The rise of distributed energy resources (DERs) presents a challenge and opportunity for utilities and regulators alike. DERs are introducing a new layer of complexity to utility operations, transforming the existing vertical network to a combined mesh (distributed) network, while at the same time promising to inject new life into the traditional utility business model. Utilities, however, are hesitant to make any significant investment in interconnection and system operational improvements, IT and data management systems to support DERs, until regulators address risks of utilities associated with uncertainty. Risks include cost recovery of existing investments, ground rules that define the role and responsibilities of utilities and third parties, and compensation for utilities for the added risk to system operations from the distributed business model.

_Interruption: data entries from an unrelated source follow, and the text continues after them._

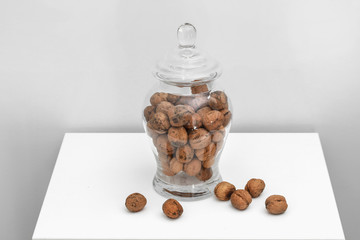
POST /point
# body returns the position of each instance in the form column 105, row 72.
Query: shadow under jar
column 187, row 118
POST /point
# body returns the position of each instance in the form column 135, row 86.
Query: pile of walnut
column 241, row 198
column 171, row 208
column 188, row 131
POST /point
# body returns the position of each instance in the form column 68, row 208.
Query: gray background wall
column 84, row 66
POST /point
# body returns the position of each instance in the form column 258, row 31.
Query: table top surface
column 95, row 172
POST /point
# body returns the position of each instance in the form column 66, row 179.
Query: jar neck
column 187, row 89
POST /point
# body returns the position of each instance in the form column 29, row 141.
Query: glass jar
column 187, row 118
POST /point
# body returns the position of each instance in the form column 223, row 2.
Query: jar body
column 187, row 128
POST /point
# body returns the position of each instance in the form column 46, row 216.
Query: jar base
column 194, row 192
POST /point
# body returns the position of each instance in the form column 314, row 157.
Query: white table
column 94, row 174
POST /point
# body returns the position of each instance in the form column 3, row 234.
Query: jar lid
column 186, row 65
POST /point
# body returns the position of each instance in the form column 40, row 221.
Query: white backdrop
column 74, row 66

Driven by policy directives over which utilities have little control, DERs will remain both a threat and opportunity until regulators agree on a new paradigm. Many regulatory bodies are suggesting precluding utilities from participating in the DER market yet utilities in some cases are the most likely entity to ensure achievement of DER goals, having risk tolerance, longer-term business focus, and responsibility for maintaining the electric grid.
Many regulatory jurisdictions are advocating for widespread DER deployment, and some 48 states are pursuing some form of regulatory reform. Yet DER economics are not positive in all cases. Therefore, neither customers, market issues, nor resiliency and reliability concerns justify their deployment. Add to this the potential economic and social disruption that plagued the telecommunications industry transitioning from landline to mobile services and we have a national disaster.
Electricity is a different commodity and service than telecommunications, and utilities are "providers of last resort," something that is not likely to go away. The challenge is to ensure utility companies and electric grids are able to perform this function efficiently and effectively while allowing DER to be interconnected and bundled as a reliable source of electricity, regardless of DER ownership. DERs will not necessarily be less costly than central station power plants in all cases, but they will likely provide greater system, environmental and social benefits.
States like California and New York are taking different approaches to DER and utility reform. California for example has excess capacity (Duck Curve) to the point that state electrification is now being sought and encouraged through, for example, electric vehicle adoption. Creating excess solar capacity mid-day was not the original intent of promoting DERs, and has resulted in some other market challenges and costs. New York and other states are moving more slowly and deliberately to try and "get it right."
Alternatively, some utilities have low-cost power and their regulators see more risk than benefit in promoting DERs. Regulators are trying to find a way to provide customers greater choice with DERs, and provide improved system, environmental and social benefits while not breaking the regulatory compact that they are entrusted.